As quickly as she could manage, and with an unpleasant sense of defeat,
Martha went back out to tell her friends she was sorry. She told them that
after listening to them she now realized how silly she had been, and that she
was embarrassed and ashamed at having accused them all so horribly. Finally,
after everyone said just how all right it was, she let her guests know she was
going back to the bedroom to work through everything. She left with one final
note of frustration as she failed to spot any hint of triumph in the faces of
the suspects.
Finally, the young mother lay down in her bed. She knew there was
nothing more she could do in that moment, and she tried to put the issue out of
her mind as she listened to her husband and her friends in the living room.
They probably wanted to leave, but they also wanted to process what had just
happened, and so they hung around for another hour or so chatting quietly.
Exhaustion and curiosity were struggling for dominance in Martha as she
listened in to the conversations. In fact, she was on the verge of sleep when
Claire quietly pushed open the door and went over to her.
“I’m sorry about Connor,” said Claire in a barely audible whisper. “It
was never about hurting him, only about scaring you.”
The woman strode further into the room until she was looking straight
down at Martha, whose eyes widened madly.

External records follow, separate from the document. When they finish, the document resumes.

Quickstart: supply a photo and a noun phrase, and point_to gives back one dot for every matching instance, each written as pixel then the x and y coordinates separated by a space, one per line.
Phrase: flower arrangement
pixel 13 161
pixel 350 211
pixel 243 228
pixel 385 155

“I really thought you would be more careful with all that paranoia, but
it was actually really easy to grab your inhaler while you were setting up. I
wouldn’t hope for any leftovers for evidence, though, this particular substance
dissipates fairly quickly. It was the main reason I needed you so worked up; I
needed to make sure it didn’t vanish before you took enough to be lethal. Oh, that’ll
be paralysis you’re experiencing right now, by the way,” said Claire with a
note of smugness. “The heart attack will be coming up shortly. Not surprising
considering what everyone just heard, and also given your medical history. It’s
surprising how very unhealthy guilt can be.” She leaned down so that she was
whispering directly into Martha’s ear. “I know what you did all those years
ago, before you ever knew my name. You were right to expect an enemy.”